Diplopia Pós-Trauma: Diagnóstico da Paralisia de IV Par

CBO Teórico-Prática - Prova de Imagens da Oftalmologia — Prova 2018

Enunciado

O paciente apresenta diplopia pós-trauma e vê as imagens abaixo, em posição primária do olhar. Podemos dizer que ele apresenta:

Alternativas

  1. A) Hipotropia e inciclotorção do OE
  2. B) Hipertropia e exciclotorção do OE
  3. C) Hipertropia e inciclotorção do OE
  4. D) Hipotropia e exciclotorção do OE

Pérola Clínica

Trauma craniano + diplopia vertical + inclinação da cabeça → Paralisia de IV par (Oblíquo Superior).

Resumo-Chave

O nervo troclear (IV par) é o mais longo e fino dos nervos cranianos, sendo altamente suscetível a traumas.
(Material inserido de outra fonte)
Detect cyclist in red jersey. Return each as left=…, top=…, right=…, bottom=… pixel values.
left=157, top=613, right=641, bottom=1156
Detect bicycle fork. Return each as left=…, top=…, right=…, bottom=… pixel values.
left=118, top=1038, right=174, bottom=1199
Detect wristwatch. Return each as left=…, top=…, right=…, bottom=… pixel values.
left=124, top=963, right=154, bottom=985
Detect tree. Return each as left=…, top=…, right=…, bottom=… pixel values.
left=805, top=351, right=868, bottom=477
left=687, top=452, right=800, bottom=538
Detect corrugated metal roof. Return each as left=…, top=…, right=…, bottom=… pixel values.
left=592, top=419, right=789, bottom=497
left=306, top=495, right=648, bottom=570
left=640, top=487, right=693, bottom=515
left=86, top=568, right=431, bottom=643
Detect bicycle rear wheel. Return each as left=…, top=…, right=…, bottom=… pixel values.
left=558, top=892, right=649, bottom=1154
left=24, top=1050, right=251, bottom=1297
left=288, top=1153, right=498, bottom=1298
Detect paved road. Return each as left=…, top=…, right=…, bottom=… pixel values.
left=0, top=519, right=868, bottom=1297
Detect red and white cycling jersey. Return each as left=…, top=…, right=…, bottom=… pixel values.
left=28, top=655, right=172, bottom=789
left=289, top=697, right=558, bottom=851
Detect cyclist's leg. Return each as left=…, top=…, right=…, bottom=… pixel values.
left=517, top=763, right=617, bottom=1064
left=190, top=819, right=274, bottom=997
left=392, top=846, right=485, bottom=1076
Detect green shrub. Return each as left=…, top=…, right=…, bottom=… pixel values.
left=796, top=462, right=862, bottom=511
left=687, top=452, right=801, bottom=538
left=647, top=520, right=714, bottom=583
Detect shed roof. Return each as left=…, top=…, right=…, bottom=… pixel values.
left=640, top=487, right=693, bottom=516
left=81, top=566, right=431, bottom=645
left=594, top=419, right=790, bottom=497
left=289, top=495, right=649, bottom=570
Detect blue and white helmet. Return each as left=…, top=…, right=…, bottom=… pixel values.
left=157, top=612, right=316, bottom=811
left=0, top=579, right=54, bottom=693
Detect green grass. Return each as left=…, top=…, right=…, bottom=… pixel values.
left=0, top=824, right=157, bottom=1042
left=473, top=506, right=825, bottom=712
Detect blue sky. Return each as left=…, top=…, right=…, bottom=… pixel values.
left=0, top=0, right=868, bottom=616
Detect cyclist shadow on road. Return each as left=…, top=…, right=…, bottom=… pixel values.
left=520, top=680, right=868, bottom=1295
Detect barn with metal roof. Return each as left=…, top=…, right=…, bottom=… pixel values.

Sua paralisia causa falha na depressão em adução e na inciclotorsão, resultando em hipertropia e exciclotorsão do olho afetado.

Contexto Educacional

A paralisia do IV par craniano é a causa mais comum de diplopia vertical adquirida. O músculo oblíquo superior tem três funções principais: inciclotorsão, depressão (especialmente em adução) e abdução. Na sua ausência, o antagonista ipsilateral (oblíquo inferior) e os retos agem sem oposição adequada. No contexto de trauma, a avaliação deve incluir o teste de cobertura (cover test) nas nove posições do olhar e o teste de inclinação de cabeça de Parks-Bielschowsky. A presença de exciclotorsão superior a 10 graus sugere bilateralidade, comum em traumas graves. O tratamento inicial é observacional, pois muitos casos traumáticos recuperam-se espontaneamente em 6 meses.

Perguntas Frequentes

Quais os sinais clínicos da paralisia do IV par?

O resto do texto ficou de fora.